ECONOMY

Tailor-made debt interventions

Tailor-made debt interventions

This year, the government intends to employ à la carte measures – adjusted to the economic profile of each debtor – to resolve the major problem of private debt management.

Market pressure for debt writeoffs and extensive and favorable repayment programs has grown, but the government is also under pressure from its creditors to preserve the payment culture and avoid slipping back toward horizontal solutions that could be taken advantage of by those who are quite capable of meeting their obligations.

In this context, the Finance Ministry will seek to make the most of the year’s first few weeks to record the consequences of the pandemic after the loss of most of the festive season turnover, and then announce new targeted measures.

One of the interventions the market is anticipating is an increase in the number of tranches for the payment of dues to the tax authorities that have accumulated since last March (without even knowing when the payment moratorium ends as hundreds of thousands of professionals remain in lockdown conditions).

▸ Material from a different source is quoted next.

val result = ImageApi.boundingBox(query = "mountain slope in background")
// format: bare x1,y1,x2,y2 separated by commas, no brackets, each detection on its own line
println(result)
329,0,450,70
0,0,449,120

The offer of more tranches will be connected to the course of the finances of the party in question during the pandemic, excluding any debts accumulated before March. For accessing more favorable repayment terms, companies will be asked to provide all their financial details – not just the course of their revenues. These data will also be used for other support measures.

Another measure expected is the transformation of the cheap state loans of the first three phases of the program known as the “Deposit To Be Returned” into grants that will not be paid back to the state, in response to the market demand for debt haircuts. A central direction toward a new round of bank loan debt arrangements is also in the cards.

The satisfaction of the market demand for a “bridge” protection program for enterprises akin to that introduced for mortgage holders (“Gefyra”) has come up against several obstacles. The main concern is that the fiscal cost of such a bridge program would be two or three times as expensive as Gefyra, reaching up to 700-800 million euros.